Most ‘wet lab’ biologists do not have much computer programming experience, which can make downstream analysis of next generation sequencing results a bit daunting. After the sequencing platform spits out your data, what do you do with it? That’s where Galaxy comes in.
What is Galaxy?
Galaxy is a bioinformatics workflow management system, created by collaboration between Penn State University and Emory University. It is a collection of software packages which can be operated via a web browser on a public server. The graphical user interface means no knowledge of code is needed. Galaxy is also ‘open source’. If you are unfamiliar with this term, it means the software that can be edited and improved by the users. The underlying code is publicly available, rather than proprietary, as is the case with Windows or Adobe software. The Galaxy project is based on the programming language Python, and the open source format means it is constantly being developed by the user community.
What can Galaxy do?
The list of modules is enormous! To summarize them all in a single blog post is likely impossible and it is recommended that you peruse the site to see how Galaxy can work for your specific needs. The site contains many tutorials to orient new users.

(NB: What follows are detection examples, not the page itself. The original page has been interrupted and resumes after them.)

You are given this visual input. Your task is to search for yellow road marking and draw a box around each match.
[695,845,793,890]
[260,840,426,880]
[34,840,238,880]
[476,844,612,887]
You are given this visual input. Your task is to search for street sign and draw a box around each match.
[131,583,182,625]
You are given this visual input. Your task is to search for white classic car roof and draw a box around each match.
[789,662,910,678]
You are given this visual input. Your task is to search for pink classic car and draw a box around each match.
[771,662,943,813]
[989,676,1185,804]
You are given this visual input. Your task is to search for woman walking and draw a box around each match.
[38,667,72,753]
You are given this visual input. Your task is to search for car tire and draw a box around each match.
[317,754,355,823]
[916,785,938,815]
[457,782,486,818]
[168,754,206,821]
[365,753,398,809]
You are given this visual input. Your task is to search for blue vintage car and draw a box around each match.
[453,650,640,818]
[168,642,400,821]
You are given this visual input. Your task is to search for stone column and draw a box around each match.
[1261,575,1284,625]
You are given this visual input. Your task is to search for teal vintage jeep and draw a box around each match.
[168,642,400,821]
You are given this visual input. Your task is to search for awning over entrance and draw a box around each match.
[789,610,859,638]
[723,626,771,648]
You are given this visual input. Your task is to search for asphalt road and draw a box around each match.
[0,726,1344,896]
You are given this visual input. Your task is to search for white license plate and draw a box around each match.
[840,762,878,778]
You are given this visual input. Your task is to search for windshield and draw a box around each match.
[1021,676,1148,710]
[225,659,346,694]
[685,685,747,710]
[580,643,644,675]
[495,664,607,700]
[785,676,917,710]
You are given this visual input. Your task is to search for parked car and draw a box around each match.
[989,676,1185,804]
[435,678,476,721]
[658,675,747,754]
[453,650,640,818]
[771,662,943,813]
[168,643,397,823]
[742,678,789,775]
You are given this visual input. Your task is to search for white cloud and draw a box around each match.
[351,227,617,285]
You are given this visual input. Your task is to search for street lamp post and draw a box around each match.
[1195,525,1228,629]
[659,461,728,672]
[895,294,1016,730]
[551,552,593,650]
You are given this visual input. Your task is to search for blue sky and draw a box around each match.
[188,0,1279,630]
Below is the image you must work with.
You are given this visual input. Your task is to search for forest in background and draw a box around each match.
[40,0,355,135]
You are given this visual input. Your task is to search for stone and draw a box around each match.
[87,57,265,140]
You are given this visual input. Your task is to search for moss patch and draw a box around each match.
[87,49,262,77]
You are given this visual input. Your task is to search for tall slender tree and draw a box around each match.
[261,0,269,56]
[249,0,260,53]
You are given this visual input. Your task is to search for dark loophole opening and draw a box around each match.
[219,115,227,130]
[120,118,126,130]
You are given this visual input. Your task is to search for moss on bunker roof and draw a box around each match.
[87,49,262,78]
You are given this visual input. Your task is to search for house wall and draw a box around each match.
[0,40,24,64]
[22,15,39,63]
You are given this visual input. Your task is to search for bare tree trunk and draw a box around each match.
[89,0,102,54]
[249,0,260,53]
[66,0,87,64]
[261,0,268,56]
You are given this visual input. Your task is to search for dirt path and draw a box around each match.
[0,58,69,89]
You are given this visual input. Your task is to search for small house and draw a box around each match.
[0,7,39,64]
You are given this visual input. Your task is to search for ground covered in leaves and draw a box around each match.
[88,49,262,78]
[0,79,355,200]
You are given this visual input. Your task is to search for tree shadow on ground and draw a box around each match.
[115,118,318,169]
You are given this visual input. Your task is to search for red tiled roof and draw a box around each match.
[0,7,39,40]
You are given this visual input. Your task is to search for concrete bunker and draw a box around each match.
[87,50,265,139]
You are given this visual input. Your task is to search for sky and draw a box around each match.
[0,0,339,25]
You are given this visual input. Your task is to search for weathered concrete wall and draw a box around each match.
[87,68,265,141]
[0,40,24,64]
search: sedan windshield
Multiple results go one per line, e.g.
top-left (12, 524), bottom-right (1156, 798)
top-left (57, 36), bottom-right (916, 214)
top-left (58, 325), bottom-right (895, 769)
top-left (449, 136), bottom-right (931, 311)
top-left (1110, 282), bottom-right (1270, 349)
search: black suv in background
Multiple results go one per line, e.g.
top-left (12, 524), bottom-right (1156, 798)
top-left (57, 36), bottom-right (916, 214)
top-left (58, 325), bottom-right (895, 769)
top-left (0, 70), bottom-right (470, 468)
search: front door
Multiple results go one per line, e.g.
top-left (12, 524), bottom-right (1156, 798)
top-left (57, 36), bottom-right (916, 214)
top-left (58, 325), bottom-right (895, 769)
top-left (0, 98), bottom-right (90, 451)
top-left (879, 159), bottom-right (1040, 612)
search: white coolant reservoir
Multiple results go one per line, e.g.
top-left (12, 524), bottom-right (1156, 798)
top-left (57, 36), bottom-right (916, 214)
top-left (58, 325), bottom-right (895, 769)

Among the many functions include an Next Generation Sequencing Toolbox which allows the user to convert between various sequence file formats such as Text, Tabular, SFF, FASTA, and FASTQ for Sanger, 454, and Illumina platforms. You can filter your data sets by quality score, trim characters from either end of your reads, sort by multiplexing identifier (or ‘barcode’), search for specific character strings in data sets, run full statistical reports on your datasets showing traits such as average read length, read distribution, quality score distribution, over-represented sequences, and much more.
Benefits of Galaxy: cost and accessibility
Because Galaxy is open source and browser based, it can be accessed by anyone and is free of charge. You can use the public server, or if you have Mac OS or Linux, install Galaxy on your personal computer. With the high cost of proprietary sequence analysis software, Galaxy provides a clear cost benefit to labs operating on a tight budget.
As mentioned above, it doesn’t require programming knowledge, but if you can use and understand Python, you can help maximize its utility by developing it further.
Benefits of Galaxy: reproducibility
Galaxy allows the creation of saved ‘workflows’ that can be carried out on different datasets in exactly the same way each time. The user can try different modules easily to optimize their desired workflow, and once decided, Galaxy will extract key information from your workflow and recreate it exactly to be applied to future datasets.
What are the drawbacks of Galaxy?
Galaxy has some limitations. Because it emphasizes usability and simplicity, it is often not suitable for workflows containing loops.
From personal experience, I can also say that its barcode parsing feature does not allow barcodes of different lengths. For example, if your list of barcodes contains 5mers and 8mers, you have to run the barcode splitter twice – once for the 5mers and once for 8mers. Additionally, it cannot merge paired end reads that overlap in the middle; it can only join two sets of reads end to end. Users should also be warned that the public server is often very busy during the week, so jobs and data uploads may sit in the queue for many hours before running. Typically, it is faster on evenings and weekends.
Galaxy is a handy tool for laboratory biologists dabbling in bioinformatics, or for those processing NGS data who have not been privileged to earn a computer science degree. Tools such as Galaxy are helping to bridge the gap between computer science and biology.